Oltre ai problemi già riportati, la scenetta alquanto folkloristica con gli ufficiali della Marina italiana (ci mancava solo Funiculì Funiculà e poi eravamo a posto).

Su Martin Scorsese

I bei tempi sono lontani, il regista ha passato i settant'anni e si vede. Dovessi pensare alle scene memorabili in termini di regia in questo film, me ne verrebbe in mente sì e no una. I grandi talenti (rivoluzionari) abitano altrove.

Su Leonardo DiCaprio

Che sia un grandissimo attore dovrebbero saperlo ormai anche le pietre. Che sia molto espressivo, che abbia acquisito una dialogue delivery da Old Vic, che sia un fior di ballerino (scena della festa di matrimonio) e che incidentalmente sia molto portato per le lingue (mormorio compiaciuto da parte del pubblico francese alla perfetta pronuncia di "ça dépend", durante uno dei dialoghi con il transalpino Jean Dujardin), è pure assodato. Ma c'è una novità (relativa: già in "Buon compleanno Mr.
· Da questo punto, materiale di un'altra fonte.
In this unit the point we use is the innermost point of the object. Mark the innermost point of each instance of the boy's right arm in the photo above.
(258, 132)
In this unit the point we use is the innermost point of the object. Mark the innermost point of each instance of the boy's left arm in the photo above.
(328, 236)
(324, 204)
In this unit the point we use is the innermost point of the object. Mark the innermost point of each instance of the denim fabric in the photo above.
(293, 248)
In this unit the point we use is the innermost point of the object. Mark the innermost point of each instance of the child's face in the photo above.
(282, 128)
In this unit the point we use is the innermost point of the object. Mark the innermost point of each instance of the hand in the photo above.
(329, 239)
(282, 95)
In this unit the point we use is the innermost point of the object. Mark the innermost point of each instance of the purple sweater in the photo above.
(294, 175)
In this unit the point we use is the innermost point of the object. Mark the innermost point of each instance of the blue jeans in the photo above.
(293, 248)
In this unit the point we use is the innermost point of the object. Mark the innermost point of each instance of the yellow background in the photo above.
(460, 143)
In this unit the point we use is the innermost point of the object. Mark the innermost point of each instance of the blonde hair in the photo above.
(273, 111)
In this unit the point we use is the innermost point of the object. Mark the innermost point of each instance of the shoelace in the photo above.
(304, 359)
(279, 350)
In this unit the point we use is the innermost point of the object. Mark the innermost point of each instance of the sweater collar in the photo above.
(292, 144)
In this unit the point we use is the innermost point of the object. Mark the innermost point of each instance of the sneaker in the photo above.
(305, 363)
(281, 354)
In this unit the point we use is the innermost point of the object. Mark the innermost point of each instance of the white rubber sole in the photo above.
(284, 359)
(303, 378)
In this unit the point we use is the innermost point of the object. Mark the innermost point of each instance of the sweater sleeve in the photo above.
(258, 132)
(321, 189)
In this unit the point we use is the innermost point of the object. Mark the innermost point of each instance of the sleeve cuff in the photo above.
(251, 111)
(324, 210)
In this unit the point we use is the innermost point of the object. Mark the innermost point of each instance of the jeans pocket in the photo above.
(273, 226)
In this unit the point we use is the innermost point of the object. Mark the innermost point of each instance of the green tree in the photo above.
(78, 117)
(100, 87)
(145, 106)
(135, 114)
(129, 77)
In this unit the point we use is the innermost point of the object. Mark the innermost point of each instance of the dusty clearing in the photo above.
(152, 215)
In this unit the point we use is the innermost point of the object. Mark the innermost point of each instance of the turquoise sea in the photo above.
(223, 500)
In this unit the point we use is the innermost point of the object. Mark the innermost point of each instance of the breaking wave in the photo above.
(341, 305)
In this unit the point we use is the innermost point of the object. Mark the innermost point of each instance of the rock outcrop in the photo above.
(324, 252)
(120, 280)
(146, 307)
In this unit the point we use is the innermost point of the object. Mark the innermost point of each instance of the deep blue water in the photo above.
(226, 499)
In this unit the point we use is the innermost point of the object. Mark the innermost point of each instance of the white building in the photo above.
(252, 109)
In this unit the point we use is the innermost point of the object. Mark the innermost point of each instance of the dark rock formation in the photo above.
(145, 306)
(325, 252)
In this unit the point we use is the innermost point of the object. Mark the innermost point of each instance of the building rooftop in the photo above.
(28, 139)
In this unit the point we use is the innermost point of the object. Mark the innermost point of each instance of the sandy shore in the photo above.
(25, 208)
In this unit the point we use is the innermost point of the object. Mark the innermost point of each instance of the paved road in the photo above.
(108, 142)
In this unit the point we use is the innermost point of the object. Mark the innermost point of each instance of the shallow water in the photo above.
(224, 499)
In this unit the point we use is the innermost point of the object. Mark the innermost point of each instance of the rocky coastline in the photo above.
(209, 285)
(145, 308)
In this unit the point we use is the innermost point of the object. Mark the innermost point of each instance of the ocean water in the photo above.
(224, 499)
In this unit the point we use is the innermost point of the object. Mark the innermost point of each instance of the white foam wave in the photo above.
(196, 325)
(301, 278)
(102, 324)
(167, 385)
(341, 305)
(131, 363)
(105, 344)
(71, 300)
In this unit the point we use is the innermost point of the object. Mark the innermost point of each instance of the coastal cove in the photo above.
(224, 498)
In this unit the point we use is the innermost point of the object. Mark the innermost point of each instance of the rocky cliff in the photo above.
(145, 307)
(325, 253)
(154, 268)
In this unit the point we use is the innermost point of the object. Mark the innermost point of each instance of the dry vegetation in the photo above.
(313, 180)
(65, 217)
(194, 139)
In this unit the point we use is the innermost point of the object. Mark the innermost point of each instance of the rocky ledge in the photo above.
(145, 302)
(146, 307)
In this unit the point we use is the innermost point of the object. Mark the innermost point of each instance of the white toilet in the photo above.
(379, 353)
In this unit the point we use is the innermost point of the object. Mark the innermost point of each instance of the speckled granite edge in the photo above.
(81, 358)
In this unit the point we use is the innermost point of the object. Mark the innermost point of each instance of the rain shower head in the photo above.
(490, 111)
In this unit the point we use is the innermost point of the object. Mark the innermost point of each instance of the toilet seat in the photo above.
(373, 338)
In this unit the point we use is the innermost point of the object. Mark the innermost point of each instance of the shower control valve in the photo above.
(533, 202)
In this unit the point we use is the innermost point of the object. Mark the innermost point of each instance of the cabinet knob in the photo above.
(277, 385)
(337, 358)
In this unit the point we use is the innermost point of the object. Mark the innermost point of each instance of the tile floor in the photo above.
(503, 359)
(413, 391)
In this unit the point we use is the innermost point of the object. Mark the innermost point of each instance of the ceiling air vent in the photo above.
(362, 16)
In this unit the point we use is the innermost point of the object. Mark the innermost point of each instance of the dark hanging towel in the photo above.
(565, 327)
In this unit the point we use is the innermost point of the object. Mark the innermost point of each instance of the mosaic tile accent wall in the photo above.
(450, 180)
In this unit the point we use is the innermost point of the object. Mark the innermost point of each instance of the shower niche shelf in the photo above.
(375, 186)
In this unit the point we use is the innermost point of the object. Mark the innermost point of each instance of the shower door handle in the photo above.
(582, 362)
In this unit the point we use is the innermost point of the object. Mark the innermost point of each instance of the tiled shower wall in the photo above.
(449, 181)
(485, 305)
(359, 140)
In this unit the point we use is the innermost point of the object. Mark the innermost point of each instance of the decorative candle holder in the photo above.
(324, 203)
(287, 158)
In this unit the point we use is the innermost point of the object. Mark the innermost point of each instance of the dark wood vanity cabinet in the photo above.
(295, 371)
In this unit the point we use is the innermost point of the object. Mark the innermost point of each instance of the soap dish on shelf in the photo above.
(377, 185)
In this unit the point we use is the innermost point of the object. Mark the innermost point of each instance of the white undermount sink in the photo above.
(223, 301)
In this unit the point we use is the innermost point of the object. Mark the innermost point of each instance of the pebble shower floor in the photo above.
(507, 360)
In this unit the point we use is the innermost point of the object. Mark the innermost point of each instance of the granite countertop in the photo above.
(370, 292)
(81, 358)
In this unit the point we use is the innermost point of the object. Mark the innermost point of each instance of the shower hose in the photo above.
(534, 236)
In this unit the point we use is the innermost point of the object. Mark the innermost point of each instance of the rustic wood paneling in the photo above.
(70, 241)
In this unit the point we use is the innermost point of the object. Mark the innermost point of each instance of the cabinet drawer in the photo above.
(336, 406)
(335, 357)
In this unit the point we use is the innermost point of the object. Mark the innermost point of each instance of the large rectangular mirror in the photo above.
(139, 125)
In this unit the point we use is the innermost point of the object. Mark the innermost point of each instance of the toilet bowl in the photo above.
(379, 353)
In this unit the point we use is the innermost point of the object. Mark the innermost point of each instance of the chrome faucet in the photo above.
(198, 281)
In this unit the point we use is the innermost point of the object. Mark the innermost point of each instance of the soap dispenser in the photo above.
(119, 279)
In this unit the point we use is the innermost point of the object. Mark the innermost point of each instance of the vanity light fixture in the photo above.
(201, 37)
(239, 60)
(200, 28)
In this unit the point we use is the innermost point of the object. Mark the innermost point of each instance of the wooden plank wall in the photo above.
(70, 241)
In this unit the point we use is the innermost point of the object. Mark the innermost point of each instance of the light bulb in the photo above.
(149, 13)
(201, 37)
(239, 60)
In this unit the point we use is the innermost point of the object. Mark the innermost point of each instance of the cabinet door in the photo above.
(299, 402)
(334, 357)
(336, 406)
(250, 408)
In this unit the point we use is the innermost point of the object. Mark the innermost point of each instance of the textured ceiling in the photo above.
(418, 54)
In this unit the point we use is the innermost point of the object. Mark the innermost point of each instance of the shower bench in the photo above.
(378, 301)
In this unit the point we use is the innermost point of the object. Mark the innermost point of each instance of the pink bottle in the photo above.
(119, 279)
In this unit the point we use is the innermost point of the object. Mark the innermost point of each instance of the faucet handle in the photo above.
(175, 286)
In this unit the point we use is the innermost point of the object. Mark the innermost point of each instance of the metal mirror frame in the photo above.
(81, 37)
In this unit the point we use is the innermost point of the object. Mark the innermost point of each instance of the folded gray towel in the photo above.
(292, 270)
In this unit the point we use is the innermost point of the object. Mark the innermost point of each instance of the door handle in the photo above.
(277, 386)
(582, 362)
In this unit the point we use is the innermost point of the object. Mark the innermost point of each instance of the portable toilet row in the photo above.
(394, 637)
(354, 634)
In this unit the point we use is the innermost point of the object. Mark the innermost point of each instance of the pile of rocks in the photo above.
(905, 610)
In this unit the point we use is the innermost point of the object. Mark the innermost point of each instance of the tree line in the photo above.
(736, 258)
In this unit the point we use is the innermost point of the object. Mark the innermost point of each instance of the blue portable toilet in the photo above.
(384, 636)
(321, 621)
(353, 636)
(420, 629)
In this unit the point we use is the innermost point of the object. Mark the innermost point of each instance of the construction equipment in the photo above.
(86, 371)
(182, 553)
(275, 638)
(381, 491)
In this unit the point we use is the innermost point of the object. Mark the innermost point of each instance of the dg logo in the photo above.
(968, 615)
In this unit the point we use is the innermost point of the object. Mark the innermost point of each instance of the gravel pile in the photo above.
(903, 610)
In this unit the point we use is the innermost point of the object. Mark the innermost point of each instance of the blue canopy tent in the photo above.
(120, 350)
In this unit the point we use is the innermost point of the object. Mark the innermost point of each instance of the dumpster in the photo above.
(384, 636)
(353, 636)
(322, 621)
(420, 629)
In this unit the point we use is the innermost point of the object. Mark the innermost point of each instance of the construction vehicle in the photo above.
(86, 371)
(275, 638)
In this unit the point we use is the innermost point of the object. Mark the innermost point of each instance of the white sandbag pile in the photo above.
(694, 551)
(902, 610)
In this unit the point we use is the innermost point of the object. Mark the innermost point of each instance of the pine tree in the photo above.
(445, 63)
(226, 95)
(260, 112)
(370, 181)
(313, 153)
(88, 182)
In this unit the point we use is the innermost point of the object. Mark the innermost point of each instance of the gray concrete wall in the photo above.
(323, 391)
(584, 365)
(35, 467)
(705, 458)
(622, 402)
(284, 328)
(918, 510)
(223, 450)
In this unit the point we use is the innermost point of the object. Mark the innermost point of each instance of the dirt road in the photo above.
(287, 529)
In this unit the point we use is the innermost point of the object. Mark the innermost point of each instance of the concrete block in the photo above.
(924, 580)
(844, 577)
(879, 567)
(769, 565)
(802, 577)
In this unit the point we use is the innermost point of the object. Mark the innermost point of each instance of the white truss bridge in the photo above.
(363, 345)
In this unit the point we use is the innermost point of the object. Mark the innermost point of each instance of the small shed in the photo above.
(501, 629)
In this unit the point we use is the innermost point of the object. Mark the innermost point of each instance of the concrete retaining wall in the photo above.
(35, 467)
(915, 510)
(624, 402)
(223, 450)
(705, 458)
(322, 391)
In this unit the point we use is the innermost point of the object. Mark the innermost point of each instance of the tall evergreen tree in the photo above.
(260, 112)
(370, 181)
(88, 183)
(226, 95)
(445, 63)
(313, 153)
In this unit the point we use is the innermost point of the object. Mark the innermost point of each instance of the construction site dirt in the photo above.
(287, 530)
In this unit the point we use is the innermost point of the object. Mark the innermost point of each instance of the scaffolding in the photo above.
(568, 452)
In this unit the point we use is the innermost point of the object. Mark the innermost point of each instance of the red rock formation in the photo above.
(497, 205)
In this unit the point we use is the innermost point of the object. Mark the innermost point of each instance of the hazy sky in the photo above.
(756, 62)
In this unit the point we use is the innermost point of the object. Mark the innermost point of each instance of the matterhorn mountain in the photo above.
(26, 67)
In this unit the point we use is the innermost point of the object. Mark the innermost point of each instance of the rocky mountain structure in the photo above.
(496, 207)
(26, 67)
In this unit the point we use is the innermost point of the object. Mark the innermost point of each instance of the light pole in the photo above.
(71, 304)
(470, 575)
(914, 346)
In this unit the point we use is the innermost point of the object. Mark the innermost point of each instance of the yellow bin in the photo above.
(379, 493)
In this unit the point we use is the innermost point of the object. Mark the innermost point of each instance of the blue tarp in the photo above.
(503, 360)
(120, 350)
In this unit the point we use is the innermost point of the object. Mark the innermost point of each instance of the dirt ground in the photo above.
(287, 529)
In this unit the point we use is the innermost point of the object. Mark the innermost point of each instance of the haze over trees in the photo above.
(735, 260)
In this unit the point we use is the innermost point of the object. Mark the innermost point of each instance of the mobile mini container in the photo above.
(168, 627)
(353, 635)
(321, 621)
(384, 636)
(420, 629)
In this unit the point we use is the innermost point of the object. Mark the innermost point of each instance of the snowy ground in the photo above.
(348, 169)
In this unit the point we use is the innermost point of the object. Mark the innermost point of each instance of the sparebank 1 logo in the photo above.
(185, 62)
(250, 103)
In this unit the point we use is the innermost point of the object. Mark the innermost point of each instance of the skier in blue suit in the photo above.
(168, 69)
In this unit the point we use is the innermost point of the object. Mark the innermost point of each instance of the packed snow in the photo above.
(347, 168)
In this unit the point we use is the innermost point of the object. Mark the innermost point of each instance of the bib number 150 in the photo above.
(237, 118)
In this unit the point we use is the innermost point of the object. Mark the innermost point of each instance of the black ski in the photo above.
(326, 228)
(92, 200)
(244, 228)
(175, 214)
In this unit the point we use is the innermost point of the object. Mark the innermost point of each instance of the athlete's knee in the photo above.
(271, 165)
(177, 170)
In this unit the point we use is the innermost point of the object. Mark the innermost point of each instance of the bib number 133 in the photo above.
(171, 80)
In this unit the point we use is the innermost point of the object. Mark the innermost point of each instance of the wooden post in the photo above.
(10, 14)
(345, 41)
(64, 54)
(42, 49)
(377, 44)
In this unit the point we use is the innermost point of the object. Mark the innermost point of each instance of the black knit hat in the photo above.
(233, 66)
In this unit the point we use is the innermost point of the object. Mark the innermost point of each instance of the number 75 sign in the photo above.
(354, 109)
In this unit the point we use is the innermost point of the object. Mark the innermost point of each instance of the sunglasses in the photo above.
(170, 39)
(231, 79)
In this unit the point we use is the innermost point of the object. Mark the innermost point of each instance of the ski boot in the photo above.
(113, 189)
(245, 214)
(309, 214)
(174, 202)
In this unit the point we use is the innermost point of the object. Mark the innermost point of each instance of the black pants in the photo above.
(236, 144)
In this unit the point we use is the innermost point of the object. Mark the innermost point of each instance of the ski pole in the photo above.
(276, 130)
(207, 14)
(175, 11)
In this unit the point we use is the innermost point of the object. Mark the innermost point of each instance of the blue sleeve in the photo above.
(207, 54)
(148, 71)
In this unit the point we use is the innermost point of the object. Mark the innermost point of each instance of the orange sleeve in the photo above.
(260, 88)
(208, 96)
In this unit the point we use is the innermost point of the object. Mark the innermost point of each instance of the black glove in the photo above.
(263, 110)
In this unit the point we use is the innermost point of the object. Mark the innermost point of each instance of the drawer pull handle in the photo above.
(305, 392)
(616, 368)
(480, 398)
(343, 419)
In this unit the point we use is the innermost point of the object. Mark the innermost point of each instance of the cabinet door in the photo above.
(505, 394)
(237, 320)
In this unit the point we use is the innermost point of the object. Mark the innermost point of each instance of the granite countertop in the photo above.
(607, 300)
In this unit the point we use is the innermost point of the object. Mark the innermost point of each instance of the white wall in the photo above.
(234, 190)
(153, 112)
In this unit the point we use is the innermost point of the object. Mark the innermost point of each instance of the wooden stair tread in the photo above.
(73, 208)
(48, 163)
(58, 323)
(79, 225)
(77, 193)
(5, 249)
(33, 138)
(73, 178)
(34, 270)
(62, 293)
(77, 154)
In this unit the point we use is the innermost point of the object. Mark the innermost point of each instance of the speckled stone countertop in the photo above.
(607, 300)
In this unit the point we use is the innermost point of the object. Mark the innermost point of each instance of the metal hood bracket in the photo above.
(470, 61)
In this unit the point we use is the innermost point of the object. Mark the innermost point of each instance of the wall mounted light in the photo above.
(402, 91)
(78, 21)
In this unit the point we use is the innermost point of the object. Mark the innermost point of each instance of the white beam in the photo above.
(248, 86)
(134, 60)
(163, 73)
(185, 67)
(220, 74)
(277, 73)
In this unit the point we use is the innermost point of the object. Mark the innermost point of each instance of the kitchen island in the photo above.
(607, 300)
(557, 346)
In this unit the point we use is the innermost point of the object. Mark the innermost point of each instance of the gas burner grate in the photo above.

Grape" se ne aveva un assaggio): la recitazione fisica, da mimo, nella scena - già citatissima online - della pseudoparesi provocata da un'overdose di pillole avariate. Contorcimenti, rotolamenti, recitazione di un piede affannato nell'aprire una portiera e quant'altro, con il risultato di una platea con le lacrime agli occhi. Sul versante della recitazione più "tradizionale", ricorderò una scena molto à la DiCaprio: la lezione ai colleghi sulla maniera ottimale di fottere i clienti con, da una parte, le battute e la voce che dicono una cosa e le espressioni del viso (e, soprattutto, i gesti) - entrambi esilaranti - che ne dicono un'altra. Come al solito, DiCaprio ha compreso il personaggio nel modo più minuzioso (e finisco con un momento tutt'altro che eclatante, in un ruolo molto sopra le righe come questo, che dimostra perfettamente la sua sottigliezza: il tono di voce molto piatto ed esattamente uguale nel dire prima, di essere dispiaciuto per aver tradito la moglie; poi, di aver preso in casa l'amante dopo due giorni scarsi - ergo, il personaggio se ne frega totalmente dei sentimenti altrui). Non spero nemmeno quest'anno nell'Oscar, dato lo scandalo degli ultimi quattro anni, in cui il nostro ha fatto miracoli ed è stato sistematicamente ignorato. Spero solo che torni a recitare presto.

Su Jonah Hill

Eccellente spalla, i duetti con DiCaprio e le scene con la masnada di dementi che formano la sua "corte dei miracoli" sono splendidi.

Su Margot Robbie

Bravissima.

Su Matthew McConaughey

Cameo geniale, interpretato molto bene. Evidentemente ha imparato a recitare.

Su Rob Reiner

Ruolo alquanto inutile, ma splendida recitazione nella prima scena.